Mission Impossible
Richard Holbrooke has become Washington's favorite last-ditch diplomat. The newly nominated ambassador to the U.N. doesn't balk at hopeless missions, but he doesn't always succeed either. Three years ago, he waded into the intractable war in Bosnia and crafted a cease-fire that has lasted to this day. In 1997, as President Clinton's special envoy, he stepped into the 24-year-old struggle between Greece and Turkey over Cyprus and has so far achieved no major breakthrough. Last week he gamely turned his hand to the Yugoslav province of Kosovo, the site of a festering rebellion between 1.8 million ethnic Albanians and their Serb overlords, and quickly found himself in a diplomatic theater of the absurd.
June 23, 8:30 a.m., aboard a U.S. Air Force C-20 executive jet. Holbrooke flips through confidential State Department cables and contemplates the task ahead. He has been dispatched to persuade Yugoslav President Slobodan Milosevic and Kosovo's ethnic Albanian rebels to stop shooting and start talking. As he prepares to face the Balkan furies again, Holbrooke sits quietly, looking anxious. "The goal is to prevent a war," he tells TIME, which was given exclusive access to the trip. "But it may be impossible."

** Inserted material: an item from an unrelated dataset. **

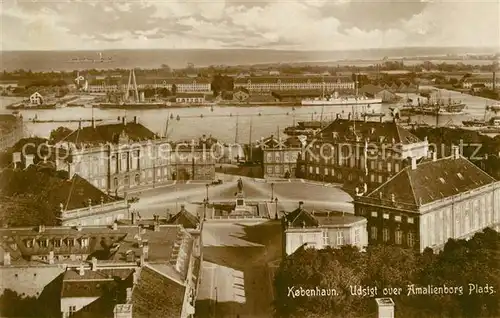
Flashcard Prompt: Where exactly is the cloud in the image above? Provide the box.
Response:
[0,0,500,50]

All Balkan conflicts are complex, but this one is a dilly. The province, about half the size of New Jersey, is internationally recognized as a territorial part of Serb-ruled Yugoslavia, land they hold dear as their sacred ancestral home. But its 2 million inhabitants are 90% ethnic Albanians, known as Kosovars, who have long felt stifled under the domination of Belgrade. Their patience has been running out since 1989, when Milosevic revoked their autonomy and two years later launched a violent crackdown.

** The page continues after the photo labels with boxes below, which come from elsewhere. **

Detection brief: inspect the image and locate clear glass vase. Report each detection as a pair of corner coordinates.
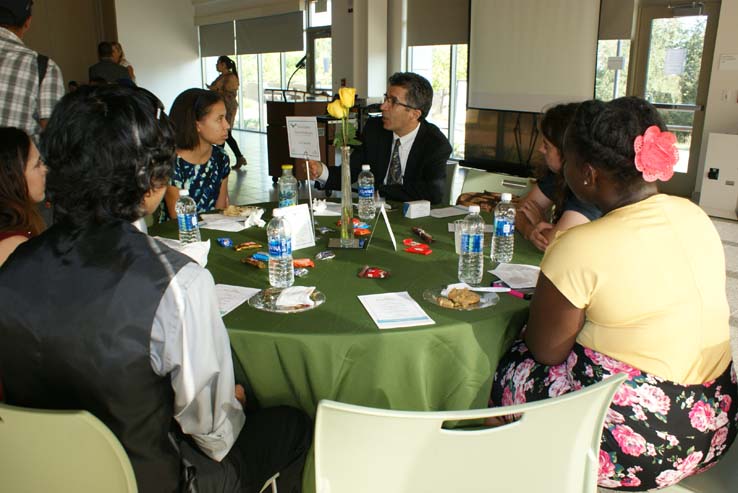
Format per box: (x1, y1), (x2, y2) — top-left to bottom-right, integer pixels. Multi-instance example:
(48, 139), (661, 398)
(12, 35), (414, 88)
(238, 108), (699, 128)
(341, 146), (354, 248)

Now tempers on both sides are exploding as the Kosovars demand full independence and Milosevic bids to bring the rebels to heel. Since March, when the Yugoslav army began an offensive against the guerrillas known as the Kosovo Liberation Army, about 300 people have died and an estimated 65,000 have been driven from their homes. When Holbrooke arrives, 50,000 Serb forces and several thousand K.L.A. fighters are skirmishing all over the province, targeting civilians in one another's villages.
The K.L.A., as well as the moderate ethnic Albanian leader Ibrahim Rugova, insist that outright independence is the only acceptable solution. Milosevic shows no willingness to countenance that and has stalled on negotiations in order to launch his crackdown. The West frets that escalation of the conflict could lead to a Balkan war wider and more destabilizing than Bosnia's, drawing in Albania, Macedonia and even Greece. Holbrooke's aim is to cajole everyone to the bargaining table.
Tuesday, 10:30 a.m., Skopje. Holbrooke has made a brief stop to assure Macedonians that the U.S. will try to keep Kosovo's violence from spilling into their country. Christopher Hill, the U.S. ambassador to Macedonia who has spent considerable time with Milosevic in past negotiations, joins Holbrooke's shuttle. The envoys already conclude that the best Holbrooke might finagle from Milosevic is an agreement to pull some forces out of Kosovo, but Holbrooke must also persuade the Kosovar rebels to stop their advances. Concessions won't come easily from them either.